The human T-cell lymphotropic virus type 1 tests are usually performed step by step and usually include an initial test followed by confirmatory tests, depending on the results.

If the initial test of the human T-cell lymphotropic virus type 1 is negative, then it is unlikely that the individual has an infection and the person’s symptoms are probably due to another cause. In general, no further tests are necessary.

If the patient has HTLV-I or HTLV-II antibodies in the initial and confirmatory tests, then it is likely that the person has an infection with type 1 human T-cell lymphotropic virus.

If you also have symptoms related to an associated condition, then it is likely that this infection is the underlying cause.

A patient with positive initial and confirmatory results but no symptoms, such as someone who has been evaluated because she is the mother of an affected child or the sexual partner of an affected person, or someone whose blood donation was positive and confirmatory tests are also positive, You probably have the infection.

However, in the vast majority of cases, the person will never develop a disease.

These people can transmit the infection to other people and should take the necessary precautions.

Those who have a positive initial test of human T-cell lymphotropic virus type 1 and a negative confirmatory test probably have a false-positive infection and not a type 1 human T-cell lymphotropic virus.

Those with an indeterminate confirmation test result should be reanalyzed in several weeks to determine if they have developed antibodies.

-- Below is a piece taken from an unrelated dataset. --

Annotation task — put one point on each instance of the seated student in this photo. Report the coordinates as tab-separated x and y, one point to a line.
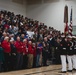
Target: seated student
1	57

If the confirmatory test is negative or still undetermined, then it is unlikely that the person has the infection.

A positive molecular test of human type T lymphotropic virus type 1 indicates that the person analyzed has the infection.

If the molecular result is negative, then the person is less likely to become infected, but it can not be ruled out since the amount of virus in the blood may have been too low to detect at the time of testing.

The human T-cell lymphotropic virus type 1 becomes inactive (latent) in the body after an infection, but they are never completely eradicated.

For this reason, a person who tested positive will not be able to donate blood.


The current treatment options are:

  • Conventional chemotherapy.
  • Allogeneic transplant of hematopoietic stem cells.
  • Interferon-α and zidovudine.
  • Vaccine.


The prognosis is still poor with chemotherapy or transplantation of allogeneic hematopoietic stem cells.

Until now, prevention is based entirely on the prevention of vertical transmission of Virus T by refraining from breastfeeding the mother carrying the virus.

The prenatal detection of Virus T should be implemented in the endemic area with careful advice.

In addition, the screening of candidates for blood donors has proven to be effective in preventing transmission.

Recommendations to prevent sexual transmission, including the use of condoms and the adoption of safe sexual behavior, should be emphasized.

The need to develop an effective and safe vaccine should be emphasized.